A shareholder activist in the music industry has invoked a little-known statute within Delaware’s corporate laws, hoping to require Warner Music Group to share any records it has related to sexual misconduct allegations within the company.
Dorothy Carvello, a former A&R executive at WMG-owned Atlantic Records and the author of the memoir Anything for a Hit: An A&R Woman’s Story of Surviving the Music Industry, filed her request last week, demanding that one of the biggest record label conglomerates supply copies of all complaints filed within the company alleging sexual misconduct. Carvello is also requesting settlement agreements and non-disclosure agreements Warner entered alongside documents related to any potential investigations Warner conducted over alleged sexual misconduct.
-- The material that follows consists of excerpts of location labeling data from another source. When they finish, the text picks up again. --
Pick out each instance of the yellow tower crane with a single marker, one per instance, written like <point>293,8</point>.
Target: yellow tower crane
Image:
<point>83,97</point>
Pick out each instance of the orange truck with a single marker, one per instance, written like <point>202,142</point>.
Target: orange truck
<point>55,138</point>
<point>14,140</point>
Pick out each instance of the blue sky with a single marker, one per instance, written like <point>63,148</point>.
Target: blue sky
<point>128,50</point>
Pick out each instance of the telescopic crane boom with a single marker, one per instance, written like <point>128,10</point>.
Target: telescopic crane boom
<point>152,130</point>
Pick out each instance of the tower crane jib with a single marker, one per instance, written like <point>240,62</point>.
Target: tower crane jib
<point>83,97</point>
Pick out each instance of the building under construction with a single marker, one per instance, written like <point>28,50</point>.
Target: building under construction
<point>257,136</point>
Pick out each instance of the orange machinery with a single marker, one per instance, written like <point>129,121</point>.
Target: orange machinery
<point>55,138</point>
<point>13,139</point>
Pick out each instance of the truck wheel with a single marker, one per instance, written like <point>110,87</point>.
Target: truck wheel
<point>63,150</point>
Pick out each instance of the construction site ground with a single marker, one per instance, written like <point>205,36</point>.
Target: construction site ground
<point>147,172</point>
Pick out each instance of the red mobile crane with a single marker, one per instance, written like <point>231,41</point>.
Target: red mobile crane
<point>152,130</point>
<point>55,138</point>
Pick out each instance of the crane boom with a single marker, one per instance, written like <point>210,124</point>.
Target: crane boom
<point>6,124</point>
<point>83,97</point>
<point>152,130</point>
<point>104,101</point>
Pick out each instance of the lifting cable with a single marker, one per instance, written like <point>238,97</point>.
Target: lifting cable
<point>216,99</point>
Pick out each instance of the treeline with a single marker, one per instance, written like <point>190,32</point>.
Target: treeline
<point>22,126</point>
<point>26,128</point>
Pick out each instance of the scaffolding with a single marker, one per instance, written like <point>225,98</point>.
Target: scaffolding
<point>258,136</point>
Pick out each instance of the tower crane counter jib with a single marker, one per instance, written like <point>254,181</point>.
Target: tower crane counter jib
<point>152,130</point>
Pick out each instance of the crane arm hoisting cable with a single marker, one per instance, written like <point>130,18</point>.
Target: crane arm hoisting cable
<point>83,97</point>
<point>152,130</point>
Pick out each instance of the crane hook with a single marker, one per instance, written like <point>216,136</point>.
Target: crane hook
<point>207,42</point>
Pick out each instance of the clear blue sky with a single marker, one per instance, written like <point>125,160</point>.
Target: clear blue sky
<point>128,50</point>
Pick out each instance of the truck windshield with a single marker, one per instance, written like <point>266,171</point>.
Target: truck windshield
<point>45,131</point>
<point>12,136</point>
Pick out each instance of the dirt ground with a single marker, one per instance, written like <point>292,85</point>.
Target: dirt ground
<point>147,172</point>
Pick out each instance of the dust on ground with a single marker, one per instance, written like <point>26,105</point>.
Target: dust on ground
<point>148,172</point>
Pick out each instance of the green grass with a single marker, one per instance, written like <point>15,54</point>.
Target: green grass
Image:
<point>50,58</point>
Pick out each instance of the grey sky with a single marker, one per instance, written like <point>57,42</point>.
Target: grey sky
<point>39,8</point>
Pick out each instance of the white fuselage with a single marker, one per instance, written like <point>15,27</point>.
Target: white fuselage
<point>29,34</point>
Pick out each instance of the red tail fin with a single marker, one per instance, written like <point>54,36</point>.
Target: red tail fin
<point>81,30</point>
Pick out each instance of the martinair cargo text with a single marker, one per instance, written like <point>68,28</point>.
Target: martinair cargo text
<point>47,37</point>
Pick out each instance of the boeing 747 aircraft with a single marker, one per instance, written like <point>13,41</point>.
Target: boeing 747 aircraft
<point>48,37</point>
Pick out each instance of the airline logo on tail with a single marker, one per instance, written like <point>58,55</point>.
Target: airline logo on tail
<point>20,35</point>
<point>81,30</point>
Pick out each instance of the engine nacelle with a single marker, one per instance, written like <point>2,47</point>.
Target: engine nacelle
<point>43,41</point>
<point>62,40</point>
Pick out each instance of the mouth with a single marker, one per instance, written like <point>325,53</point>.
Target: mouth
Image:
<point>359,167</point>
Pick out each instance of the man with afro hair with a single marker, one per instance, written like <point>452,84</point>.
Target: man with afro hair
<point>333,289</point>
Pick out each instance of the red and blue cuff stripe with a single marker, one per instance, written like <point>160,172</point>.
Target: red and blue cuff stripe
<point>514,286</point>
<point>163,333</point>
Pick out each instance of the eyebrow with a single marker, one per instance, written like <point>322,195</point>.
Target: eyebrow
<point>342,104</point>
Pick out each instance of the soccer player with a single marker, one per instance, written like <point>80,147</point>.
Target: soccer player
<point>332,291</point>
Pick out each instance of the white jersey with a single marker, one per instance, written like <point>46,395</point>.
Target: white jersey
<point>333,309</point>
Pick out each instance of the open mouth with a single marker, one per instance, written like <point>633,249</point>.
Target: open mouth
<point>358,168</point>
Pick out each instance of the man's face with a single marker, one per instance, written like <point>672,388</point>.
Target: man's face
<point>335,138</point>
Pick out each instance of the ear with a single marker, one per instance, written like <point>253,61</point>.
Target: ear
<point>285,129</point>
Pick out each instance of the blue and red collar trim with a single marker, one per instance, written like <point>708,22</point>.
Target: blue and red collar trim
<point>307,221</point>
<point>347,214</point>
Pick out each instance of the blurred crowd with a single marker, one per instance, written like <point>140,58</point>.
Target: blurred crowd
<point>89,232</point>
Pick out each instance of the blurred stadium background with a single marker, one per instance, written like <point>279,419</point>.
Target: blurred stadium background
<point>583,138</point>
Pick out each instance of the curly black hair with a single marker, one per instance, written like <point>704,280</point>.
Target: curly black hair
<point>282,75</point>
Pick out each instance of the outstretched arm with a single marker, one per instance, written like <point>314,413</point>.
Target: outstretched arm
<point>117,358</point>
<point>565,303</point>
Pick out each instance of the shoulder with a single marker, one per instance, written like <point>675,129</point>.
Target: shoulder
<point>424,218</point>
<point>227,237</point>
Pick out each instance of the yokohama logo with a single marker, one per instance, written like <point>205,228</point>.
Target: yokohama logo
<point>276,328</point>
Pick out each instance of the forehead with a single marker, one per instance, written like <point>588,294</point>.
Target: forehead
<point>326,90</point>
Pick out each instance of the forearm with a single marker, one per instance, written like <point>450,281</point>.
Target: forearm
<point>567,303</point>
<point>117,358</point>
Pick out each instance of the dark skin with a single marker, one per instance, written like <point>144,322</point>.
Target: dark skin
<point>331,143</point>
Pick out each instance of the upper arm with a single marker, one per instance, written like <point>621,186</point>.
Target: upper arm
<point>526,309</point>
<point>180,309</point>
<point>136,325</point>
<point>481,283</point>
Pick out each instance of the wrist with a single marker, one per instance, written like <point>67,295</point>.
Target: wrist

“I want to see what the actual investigations, if any, were against these claims,” Carvello tells Rolling Stone. “We need more transparency from Warner Music Group. I don’t want a board that rubber stamps this behavior.”
For the past several years, Carvello has been pushing for the music industry to take accountability for sexual abuse towards its employees and artists. In April, she launched Face the Music Now, a foundation that aims to give resources to survivors of sexual abuse in the music industry. Carvello’s letter focuses mainly on sexual misconduct allegations, but it also references lawsuits from legacy Warner artists who allege the company wrongfully took from their royalties through international “intracompany charges.”
The letter extensively refers to a Rolling Stone report from March, which detailed a sexual harassment claim former Warner Records A&R Samantha Maloney brought against WMG CEO Stephen Cooper, and the subsequent $240,000 NDA she signed that prevents her from talking about the claims. (Through a WMG representative, Cooper denied the allegation.) In the same complaint, Maloney brought forward claims she’d heard against former A&R executive Jeff Fenster (who was fired after Maloney’s complaint) and current promo executive Dave Dyer. (Dyer and Fenster declined to comment at the time.)
The letter also references allegations from WMG-signed singer-songwriter Lily Allen, who’d previously alleged in her book My Thoughts Exactly that a record executive sexually assaulted her in 2016. Asthe letter notes, Allen allegedly “discussed her experiences with Max Lousada, the CEO of Recorded Music for WMG. Ms. Allen purportedly asked Lousada whether he would investigate her claims. According to Ms. Allen, Lousada said “No.””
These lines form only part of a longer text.